OCCUPA UNA CASA E LA LIBERA DOPO NOVE ANNI
Dopo quasi dieci anni di attesa, una donna di 73 anni ha finalmente riavuto la sua casa.
La vicenda arriva da Padova, in via Turazza. Era il 2017 quando la proprietaria, rientrata dopo un periodo trascorso a Milano, trovò il proprio appartamento occupato da altre persone. Le serrature erano state cambiate e, secondo quanto ricostruito dagli investigatori, da quel momento non riuscì più a rientrare nella sua abitazione.
Una situazione che si è protratta per quasi nove anni. Nel frattempo la donna è stata costretta a cercare un'altra sistemazione, denunciando anche minacce e intimidazioni. L'indagine, avviata dopo la denuncia presentata nel 2024, ha portato all'iscrizione nel registro degli indagati di un uomo tunisino di 61 anni con l'accusa di occupazione arbitraria di immobile destinato a domicilio altrui.
La svolta è arrivata nelle scorse settimane. Contestato il nuovo reato introdotto dalla normativa del 2025, l'uomo ha scelto di lasciare spontaneamente l'appartamento e di riconsegnarlo alla legittima proprietaria. Così la donna ha potuto finalmente rientrare nella sua casa dopo quasi dieci anni.
Un episodio che riporta l'attenzione sul fenomeno delle occupazioni abusive. Non solo a Padova ma anche a Venezia, dove secondo dati diffusi da Ater, nel territorio provinciale gli alloggi occupati senza titolo sono oltre 200.
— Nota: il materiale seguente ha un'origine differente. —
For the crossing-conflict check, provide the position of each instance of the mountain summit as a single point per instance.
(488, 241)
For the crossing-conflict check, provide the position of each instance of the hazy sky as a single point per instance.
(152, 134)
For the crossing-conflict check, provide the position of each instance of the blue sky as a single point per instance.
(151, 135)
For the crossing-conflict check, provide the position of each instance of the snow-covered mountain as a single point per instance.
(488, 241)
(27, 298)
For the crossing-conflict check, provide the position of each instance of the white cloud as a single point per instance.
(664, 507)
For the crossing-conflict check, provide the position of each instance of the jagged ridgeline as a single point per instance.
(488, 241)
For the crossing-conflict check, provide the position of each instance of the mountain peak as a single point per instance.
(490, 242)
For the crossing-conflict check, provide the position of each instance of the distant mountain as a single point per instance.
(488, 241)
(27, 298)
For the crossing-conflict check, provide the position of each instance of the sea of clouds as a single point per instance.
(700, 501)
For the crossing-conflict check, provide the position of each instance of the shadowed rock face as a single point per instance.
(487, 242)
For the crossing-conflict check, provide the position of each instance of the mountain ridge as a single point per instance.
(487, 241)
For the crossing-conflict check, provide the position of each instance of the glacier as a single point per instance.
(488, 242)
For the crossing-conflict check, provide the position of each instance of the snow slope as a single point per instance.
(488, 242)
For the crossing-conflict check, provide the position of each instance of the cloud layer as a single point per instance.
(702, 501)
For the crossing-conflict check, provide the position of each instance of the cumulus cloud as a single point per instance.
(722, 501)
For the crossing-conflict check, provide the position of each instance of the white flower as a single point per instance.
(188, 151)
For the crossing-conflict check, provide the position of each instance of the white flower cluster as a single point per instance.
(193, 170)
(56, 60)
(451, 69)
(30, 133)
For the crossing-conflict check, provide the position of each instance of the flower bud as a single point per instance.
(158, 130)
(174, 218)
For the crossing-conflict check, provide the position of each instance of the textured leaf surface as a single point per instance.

E proprio nei giorni scorsi ha fatto discutere il maxi sgombero della cosiddetta "Nave" di Altobello, a Mestre, dove le forze dell'ordine hanno allontanato decine di occupanti abusivi da un complesso residenziale da tempo al centro di problemi di degrado e sicurezza.
Ma cosa prevede la nuova legge? Il cosiddetto "decreto sfratti"del 2025 ha introdotto il reato di occupazione arbitraria di immobile destinato a domicilio altrui, con pene fino a sette anni di reclusione. La norma punta ad accelerare la restituzione degli immobili e prevede procedure più rapide di sgombero. Ed è prevista una causa di non punibilità per chi collabora con le autorità e libera spontaneamente l'alloggio occupato.
Una misura accolta con favore dalle associazioni di proprietari, che chiedono tempi più rapidi per il recupero delle abitazioni. Critiche, invece, da parte dei movimenti per il diritto alla casa, che temono un approccio troppo repressivo e chiedono maggiori interventi sul fronte dell'emergenza abitativa e del disagio sociale.